Edit - Followup(1): I discovered the cron.daily is run at 04:40. The /etc/cron.daily folder contains a couple of scripts, such as ones to check for expiration of any SSL certificates, logwatch, and logrotate. One possible avenue of investigation is to change the time associated with cron.daily to see if the error moves with the time. If it does, it indicates that it is being caused by one of these scripts. My initial guess is logrotate. I suspect this because I noticed that a new log file was created today, along with the error message. Looking at the date time stamps associated with these messages shows a direct correspondence with logrotate. Consequently, I can conclude that logrotate is causing the shutdown and restart of apache, which is expected or at least understood in order to update the log files. Whether or not this is the root cause, I do not yet know.

Followup(2) - there was an error message in the apache logs at time of restart, complaining about an API mismatch in the PDO module. Investigation shows that the extensions=pdo.so line is no longer required in PHP.ini as of version 5.3 and later. I recently upgraded to PHP 5.3.8 and I am reasonably certain that the segfault and now heap corruption messages appeared after the upgrade. I removed this configuration line and restarted Apache (without the error). Time will now indicate if this has addressed the problem.

imho, what you're asking for is not "basic". i'll suggest you start here (http://csrc.nist.gov/publications/ni...800-61rev1.pdf) and then tailor your IR/Security program accordingly. you didnt say how mature your IR/Security program is so its hard (at least for me) to try and suggest things you should be doing and how you should be doing them. granted the suggestions already mentioned are all good but they only touch the surface, etc. besides investigating the host there is a wealth of info to be had from network flow data, so if you have that to look at it can provide some very useful info (something like a niksun per segement or on the outside fw iface, etc).

i think what Noway2 has suggested is an investigative tactic (in reference to the heap log entry being investigated). i am in trained in RCA/RCCA so my thinking on how to find the problem is likely different than others. i might have concluded sooner that the issue was related to apache settings, or maybe not (i would have went after all the logs all at once for the suspect timeframe, grep the syslog or filter in a tool, etc).

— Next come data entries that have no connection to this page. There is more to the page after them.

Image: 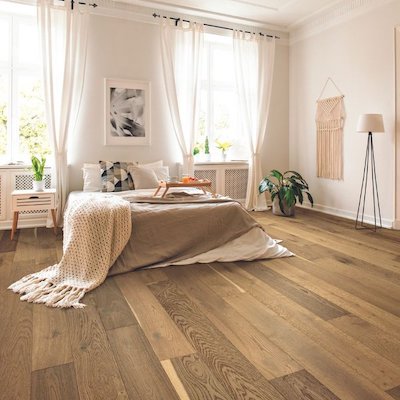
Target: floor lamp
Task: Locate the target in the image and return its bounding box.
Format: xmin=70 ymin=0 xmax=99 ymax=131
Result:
xmin=355 ymin=114 xmax=385 ymax=231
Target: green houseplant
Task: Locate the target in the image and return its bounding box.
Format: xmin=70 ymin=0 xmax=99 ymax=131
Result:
xmin=31 ymin=156 xmax=46 ymax=191
xmin=258 ymin=169 xmax=314 ymax=216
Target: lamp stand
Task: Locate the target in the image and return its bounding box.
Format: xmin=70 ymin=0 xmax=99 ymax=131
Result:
xmin=355 ymin=132 xmax=382 ymax=232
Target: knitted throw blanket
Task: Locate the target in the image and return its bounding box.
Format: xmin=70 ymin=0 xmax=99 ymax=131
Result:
xmin=9 ymin=194 xmax=131 ymax=308
xmin=315 ymin=96 xmax=345 ymax=179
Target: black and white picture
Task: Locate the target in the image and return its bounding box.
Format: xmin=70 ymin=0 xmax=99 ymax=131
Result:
xmin=105 ymin=79 xmax=150 ymax=146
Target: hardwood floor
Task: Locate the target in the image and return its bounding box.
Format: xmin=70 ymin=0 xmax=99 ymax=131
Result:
xmin=0 ymin=209 xmax=400 ymax=400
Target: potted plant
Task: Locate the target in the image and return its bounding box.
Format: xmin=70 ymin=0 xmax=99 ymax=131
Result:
xmin=258 ymin=169 xmax=314 ymax=216
xmin=31 ymin=156 xmax=46 ymax=192
xmin=215 ymin=139 xmax=232 ymax=161
xmin=204 ymin=136 xmax=210 ymax=161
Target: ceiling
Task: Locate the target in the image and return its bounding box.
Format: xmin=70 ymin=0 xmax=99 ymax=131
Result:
xmin=119 ymin=0 xmax=343 ymax=30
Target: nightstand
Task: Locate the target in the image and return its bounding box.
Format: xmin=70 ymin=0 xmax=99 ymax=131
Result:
xmin=11 ymin=189 xmax=57 ymax=240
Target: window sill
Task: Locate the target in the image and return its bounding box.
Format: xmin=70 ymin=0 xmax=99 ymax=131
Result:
xmin=194 ymin=160 xmax=249 ymax=165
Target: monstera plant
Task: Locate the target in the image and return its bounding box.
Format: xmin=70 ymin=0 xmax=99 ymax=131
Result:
xmin=258 ymin=169 xmax=314 ymax=216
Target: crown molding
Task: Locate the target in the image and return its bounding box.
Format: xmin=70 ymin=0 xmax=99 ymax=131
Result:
xmin=289 ymin=0 xmax=398 ymax=45
xmin=90 ymin=0 xmax=289 ymax=46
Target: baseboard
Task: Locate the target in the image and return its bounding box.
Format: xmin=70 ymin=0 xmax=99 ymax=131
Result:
xmin=0 ymin=217 xmax=47 ymax=230
xmin=296 ymin=203 xmax=394 ymax=229
xmin=393 ymin=219 xmax=400 ymax=230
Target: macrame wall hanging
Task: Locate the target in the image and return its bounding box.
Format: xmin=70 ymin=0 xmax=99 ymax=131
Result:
xmin=315 ymin=78 xmax=345 ymax=180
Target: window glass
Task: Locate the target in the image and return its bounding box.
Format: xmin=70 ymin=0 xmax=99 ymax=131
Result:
xmin=17 ymin=20 xmax=40 ymax=66
xmin=0 ymin=73 xmax=9 ymax=157
xmin=0 ymin=17 xmax=10 ymax=65
xmin=18 ymin=75 xmax=49 ymax=159
xmin=0 ymin=5 xmax=49 ymax=164
xmin=194 ymin=34 xmax=248 ymax=161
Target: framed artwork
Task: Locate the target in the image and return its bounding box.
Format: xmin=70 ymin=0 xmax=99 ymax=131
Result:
xmin=105 ymin=79 xmax=151 ymax=146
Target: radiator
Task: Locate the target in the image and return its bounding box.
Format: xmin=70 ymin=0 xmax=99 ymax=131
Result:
xmin=194 ymin=162 xmax=249 ymax=203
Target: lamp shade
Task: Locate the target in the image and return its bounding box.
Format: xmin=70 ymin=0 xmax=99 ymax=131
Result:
xmin=357 ymin=114 xmax=385 ymax=132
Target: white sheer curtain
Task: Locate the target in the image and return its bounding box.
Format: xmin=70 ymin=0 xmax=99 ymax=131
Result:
xmin=37 ymin=0 xmax=90 ymax=224
xmin=233 ymin=31 xmax=275 ymax=211
xmin=161 ymin=18 xmax=204 ymax=175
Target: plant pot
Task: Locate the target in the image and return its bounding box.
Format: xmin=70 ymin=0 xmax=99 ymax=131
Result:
xmin=33 ymin=180 xmax=44 ymax=192
xmin=272 ymin=196 xmax=295 ymax=217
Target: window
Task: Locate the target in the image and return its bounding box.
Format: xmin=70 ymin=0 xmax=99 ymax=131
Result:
xmin=0 ymin=2 xmax=49 ymax=164
xmin=196 ymin=34 xmax=248 ymax=161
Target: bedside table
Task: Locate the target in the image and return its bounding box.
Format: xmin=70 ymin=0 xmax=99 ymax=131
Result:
xmin=11 ymin=189 xmax=57 ymax=240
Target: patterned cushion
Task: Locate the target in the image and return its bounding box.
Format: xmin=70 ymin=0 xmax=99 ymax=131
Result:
xmin=99 ymin=161 xmax=134 ymax=192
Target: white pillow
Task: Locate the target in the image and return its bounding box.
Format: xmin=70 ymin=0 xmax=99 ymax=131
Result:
xmin=82 ymin=164 xmax=101 ymax=192
xmin=128 ymin=165 xmax=158 ymax=189
xmin=138 ymin=160 xmax=163 ymax=168
xmin=151 ymin=166 xmax=169 ymax=181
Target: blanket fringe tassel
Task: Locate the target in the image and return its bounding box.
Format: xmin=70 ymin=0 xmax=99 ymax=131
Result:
xmin=8 ymin=274 xmax=86 ymax=308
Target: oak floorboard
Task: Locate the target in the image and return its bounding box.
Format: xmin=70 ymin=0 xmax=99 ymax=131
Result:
xmin=65 ymin=293 xmax=128 ymax=400
xmin=264 ymin=220 xmax=400 ymax=273
xmin=32 ymin=304 xmax=73 ymax=371
xmin=31 ymin=363 xmax=79 ymax=400
xmin=329 ymin=315 xmax=400 ymax=368
xmin=268 ymin=257 xmax=400 ymax=340
xmin=167 ymin=265 xmax=302 ymax=379
xmin=107 ymin=325 xmax=179 ymax=400
xmin=115 ymin=271 xmax=195 ymax=360
xmin=271 ymin=369 xmax=340 ymax=400
xmin=214 ymin=262 xmax=400 ymax=390
xmin=387 ymin=386 xmax=400 ymax=400
xmin=171 ymin=353 xmax=232 ymax=400
xmin=92 ymin=277 xmax=138 ymax=330
xmin=239 ymin=262 xmax=348 ymax=320
xmin=226 ymin=293 xmax=390 ymax=400
xmin=149 ymin=281 xmax=284 ymax=400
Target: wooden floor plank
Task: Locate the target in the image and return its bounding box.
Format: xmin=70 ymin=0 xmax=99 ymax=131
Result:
xmin=226 ymin=293 xmax=396 ymax=400
xmin=31 ymin=363 xmax=79 ymax=400
xmin=239 ymin=262 xmax=348 ymax=320
xmin=66 ymin=294 xmax=127 ymax=400
xmin=167 ymin=265 xmax=302 ymax=379
xmin=171 ymin=354 xmax=232 ymax=400
xmin=89 ymin=277 xmax=138 ymax=330
xmin=107 ymin=325 xmax=179 ymax=400
xmin=330 ymin=315 xmax=400 ymax=368
xmin=149 ymin=281 xmax=283 ymax=400
xmin=268 ymin=258 xmax=400 ymax=341
xmin=271 ymin=369 xmax=340 ymax=400
xmin=387 ymin=386 xmax=400 ymax=400
xmin=115 ymin=271 xmax=195 ymax=360
xmin=214 ymin=263 xmax=400 ymax=390
xmin=32 ymin=304 xmax=73 ymax=371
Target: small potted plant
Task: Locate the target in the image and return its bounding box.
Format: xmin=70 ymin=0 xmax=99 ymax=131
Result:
xmin=258 ymin=169 xmax=314 ymax=217
xmin=31 ymin=156 xmax=46 ymax=192
xmin=215 ymin=139 xmax=232 ymax=161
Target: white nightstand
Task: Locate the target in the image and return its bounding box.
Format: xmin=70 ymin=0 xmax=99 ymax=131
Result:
xmin=11 ymin=189 xmax=57 ymax=240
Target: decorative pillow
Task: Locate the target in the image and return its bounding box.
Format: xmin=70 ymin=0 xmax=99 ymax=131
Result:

as for the strategic approach Noway2 suggested (logs, hid, integrity checkers, etc etc) i think that is a great idea, but use commercial products when possible (like now defunct MARS, ArcSight, Tripwire, yada yada yada). another approach might be numerous layers of freeware, but that is up to you.

having the skillset to dig into it when the tools fail (or seem to fail, or dont provide enough info) is a golden technical quality to have in-house, but it seems to be rare as many people rely heavily on cots and freeware tools to provide assurance/analysis (investing in tools is easier than educating the people, which is definitely a wrong strategic approach to security, you need a matched mix, etc).